Parent Tujama Kameeta wants the Monona Grove School District in Monona, Wisconsin town to remove the novel due to the “48 racial slurs directed at African Americans in the book.”
“The n-word is used so many times that it numbs the readers to its potency,” Kameeta told Madison365. “Reading the book just perpetuates racists thoughts and attitudes in a school district that actively discriminates against children of color.”
Kameeta added that students learning the epithets will enable them “to use [the words] for power over people of color.”
The book is widely seen as pro-equality, telling the story of a white lawyer who defends a wrongly accused Black man. That doesn’t make it acceptable to Kameeta, who has one son in the high school and another child in Cottage Grove schools
Kameeta noted also that the author, Harper Lee, never experienced racism, nor did the white protagonist, Scout Finch. He also notes that Atticus Finch, the white lawyer and father of the protagonist, “reinforces the Hollywood stereotype of the white savior.”

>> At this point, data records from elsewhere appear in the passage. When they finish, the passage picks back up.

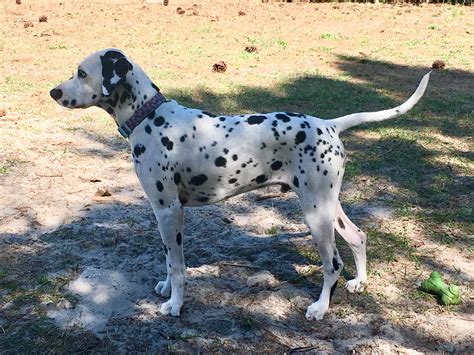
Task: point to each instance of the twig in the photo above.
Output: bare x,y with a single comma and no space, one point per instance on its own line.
267,197
241,265
49,175
303,348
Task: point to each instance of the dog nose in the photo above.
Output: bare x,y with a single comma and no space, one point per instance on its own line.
56,94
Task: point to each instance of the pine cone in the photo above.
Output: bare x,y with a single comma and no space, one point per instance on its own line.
438,65
250,49
219,67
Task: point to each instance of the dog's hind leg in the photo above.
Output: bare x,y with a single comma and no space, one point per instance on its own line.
320,222
357,241
170,223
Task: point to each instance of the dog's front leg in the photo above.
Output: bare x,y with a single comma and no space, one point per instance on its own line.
170,222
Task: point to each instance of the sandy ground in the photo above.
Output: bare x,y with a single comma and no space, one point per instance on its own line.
251,269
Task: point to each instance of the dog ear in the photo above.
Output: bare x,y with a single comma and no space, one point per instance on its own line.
115,67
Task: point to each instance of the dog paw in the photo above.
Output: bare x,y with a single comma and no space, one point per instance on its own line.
171,308
317,310
355,285
163,288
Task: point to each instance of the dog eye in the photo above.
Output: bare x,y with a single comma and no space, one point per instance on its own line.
81,74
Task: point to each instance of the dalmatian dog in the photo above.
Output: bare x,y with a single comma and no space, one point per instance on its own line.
186,157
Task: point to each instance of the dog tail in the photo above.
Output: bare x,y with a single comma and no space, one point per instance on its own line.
345,122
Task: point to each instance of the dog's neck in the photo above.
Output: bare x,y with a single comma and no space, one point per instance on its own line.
129,96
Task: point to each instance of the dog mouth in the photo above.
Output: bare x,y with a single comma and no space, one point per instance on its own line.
58,96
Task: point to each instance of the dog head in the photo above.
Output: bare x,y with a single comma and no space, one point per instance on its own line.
96,78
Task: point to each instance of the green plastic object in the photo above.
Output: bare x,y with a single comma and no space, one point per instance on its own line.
447,294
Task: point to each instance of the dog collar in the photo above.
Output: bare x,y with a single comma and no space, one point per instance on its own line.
127,128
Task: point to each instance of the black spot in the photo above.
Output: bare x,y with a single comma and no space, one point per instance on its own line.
159,186
183,197
220,161
139,149
177,178
296,182
160,120
167,143
282,117
256,119
198,179
300,137
261,179
276,165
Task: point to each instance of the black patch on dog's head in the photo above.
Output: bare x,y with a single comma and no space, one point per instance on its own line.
115,67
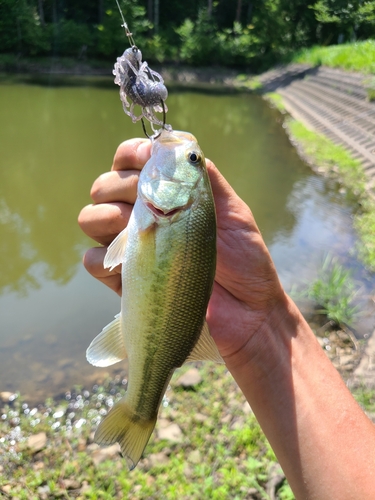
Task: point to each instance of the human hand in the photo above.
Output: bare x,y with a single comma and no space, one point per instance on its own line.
246,290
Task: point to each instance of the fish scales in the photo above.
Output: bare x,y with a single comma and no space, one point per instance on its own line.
168,256
180,278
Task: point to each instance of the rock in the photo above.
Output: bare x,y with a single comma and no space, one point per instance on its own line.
5,395
189,379
102,454
37,442
346,359
172,433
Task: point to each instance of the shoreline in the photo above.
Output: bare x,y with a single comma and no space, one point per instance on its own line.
202,78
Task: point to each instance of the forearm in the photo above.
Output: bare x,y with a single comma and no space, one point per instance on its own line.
323,440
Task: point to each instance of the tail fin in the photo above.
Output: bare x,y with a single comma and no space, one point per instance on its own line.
131,434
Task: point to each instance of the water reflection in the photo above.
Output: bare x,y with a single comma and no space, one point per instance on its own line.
54,143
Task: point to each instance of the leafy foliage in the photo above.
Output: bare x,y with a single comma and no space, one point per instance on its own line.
252,33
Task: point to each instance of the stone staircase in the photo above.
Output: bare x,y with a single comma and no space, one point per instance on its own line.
334,103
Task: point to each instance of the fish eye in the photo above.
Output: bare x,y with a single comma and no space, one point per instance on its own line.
194,157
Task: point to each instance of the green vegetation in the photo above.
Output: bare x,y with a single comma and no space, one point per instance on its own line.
333,291
358,56
251,33
336,162
331,159
222,452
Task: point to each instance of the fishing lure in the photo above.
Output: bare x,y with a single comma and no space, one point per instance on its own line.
140,85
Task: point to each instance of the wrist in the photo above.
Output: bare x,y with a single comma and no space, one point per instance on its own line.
270,344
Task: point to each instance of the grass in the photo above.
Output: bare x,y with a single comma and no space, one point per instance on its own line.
357,56
337,163
223,452
334,291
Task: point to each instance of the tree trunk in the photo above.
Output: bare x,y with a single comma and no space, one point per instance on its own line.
156,16
149,10
54,12
238,11
100,11
41,12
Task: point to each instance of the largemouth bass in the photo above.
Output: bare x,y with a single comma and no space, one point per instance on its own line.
168,257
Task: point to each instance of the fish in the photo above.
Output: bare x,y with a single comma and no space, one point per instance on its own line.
168,257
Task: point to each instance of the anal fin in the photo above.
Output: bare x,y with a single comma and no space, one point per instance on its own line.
116,250
131,434
205,349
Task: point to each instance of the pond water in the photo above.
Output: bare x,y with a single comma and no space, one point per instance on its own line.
55,141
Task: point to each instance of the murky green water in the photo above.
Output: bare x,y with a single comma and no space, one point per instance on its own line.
54,142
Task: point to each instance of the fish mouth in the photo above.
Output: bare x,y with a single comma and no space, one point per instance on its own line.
163,213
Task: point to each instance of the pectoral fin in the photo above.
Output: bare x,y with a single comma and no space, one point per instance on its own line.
116,250
108,347
205,349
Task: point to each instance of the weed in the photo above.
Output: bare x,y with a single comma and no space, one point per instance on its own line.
357,56
334,291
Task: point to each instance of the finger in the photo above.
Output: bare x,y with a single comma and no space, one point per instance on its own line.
104,222
93,262
120,186
232,212
132,154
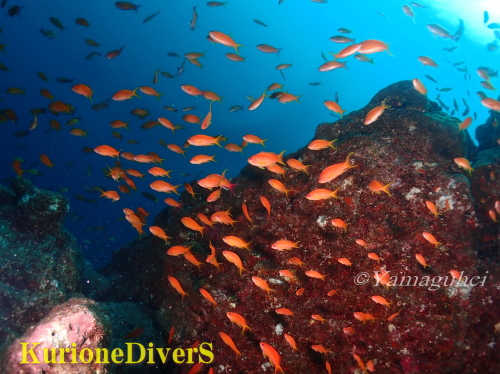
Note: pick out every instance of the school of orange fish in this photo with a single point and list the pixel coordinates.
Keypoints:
(218, 183)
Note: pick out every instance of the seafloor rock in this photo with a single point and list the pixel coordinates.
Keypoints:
(75, 326)
(39, 269)
(429, 326)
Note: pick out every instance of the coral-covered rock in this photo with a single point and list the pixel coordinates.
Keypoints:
(430, 324)
(79, 325)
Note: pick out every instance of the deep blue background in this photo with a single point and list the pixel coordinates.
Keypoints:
(301, 28)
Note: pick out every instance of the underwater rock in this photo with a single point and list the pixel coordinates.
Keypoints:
(430, 323)
(38, 269)
(37, 210)
(78, 325)
(488, 134)
(486, 192)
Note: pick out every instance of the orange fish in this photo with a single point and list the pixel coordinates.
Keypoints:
(344, 261)
(214, 196)
(235, 259)
(377, 187)
(381, 300)
(84, 90)
(290, 340)
(464, 164)
(159, 172)
(315, 274)
(262, 284)
(124, 95)
(421, 260)
(322, 194)
(106, 150)
(331, 65)
(419, 86)
(263, 159)
(226, 339)
(173, 203)
(296, 261)
(427, 61)
(432, 208)
(266, 205)
(319, 348)
(319, 144)
(257, 102)
(375, 113)
(373, 46)
(207, 121)
(178, 250)
(234, 241)
(297, 165)
(333, 171)
(466, 123)
(245, 212)
(337, 222)
(162, 186)
(201, 159)
(177, 286)
(205, 140)
(266, 48)
(285, 245)
(221, 38)
(112, 195)
(254, 139)
(207, 296)
(284, 311)
(273, 355)
(431, 239)
(158, 232)
(192, 225)
(46, 161)
(287, 274)
(239, 320)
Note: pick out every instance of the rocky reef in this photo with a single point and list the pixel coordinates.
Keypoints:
(345, 303)
(447, 327)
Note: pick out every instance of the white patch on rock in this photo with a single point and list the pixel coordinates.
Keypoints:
(322, 221)
(411, 195)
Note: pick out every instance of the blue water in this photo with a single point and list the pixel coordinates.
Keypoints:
(301, 28)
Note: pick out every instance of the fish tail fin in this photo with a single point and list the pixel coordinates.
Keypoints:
(236, 46)
(280, 158)
(348, 164)
(386, 189)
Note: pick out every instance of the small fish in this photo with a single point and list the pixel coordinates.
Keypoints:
(57, 23)
(194, 19)
(149, 18)
(235, 108)
(258, 22)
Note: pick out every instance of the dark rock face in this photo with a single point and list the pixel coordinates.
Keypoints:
(41, 264)
(440, 328)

“The novel reduces black people to passive, humble victims and ignores the reality of black agency in resistance,” he wrote in the statement. “Black people are robbed of their role as subjects of history and are portrayed as mere spectators and bystanders in the struggle against their own exploitation and oppression.”
Kameeta also said there are no writers of color represented in the curriculum of the course his son is currently taking.
“It’s the only book that takes racism and describes it like that,” he said. “Kids are not getting an equal share of the information.”
Kameeta noted he corresponded with various school and district personnel and concluded there was no good reason a book other than “Mockingbird” could not be used. He also cited “deep racial disparities” in district English achievement levels as a reason to jettison the novel.
Monona Grove High School principal Paul Brost said the school’s Curriculum and Instruction team would review continued usage of the book, and added he personally “didn’t have an opinion” on Mr. Kameeta’s request.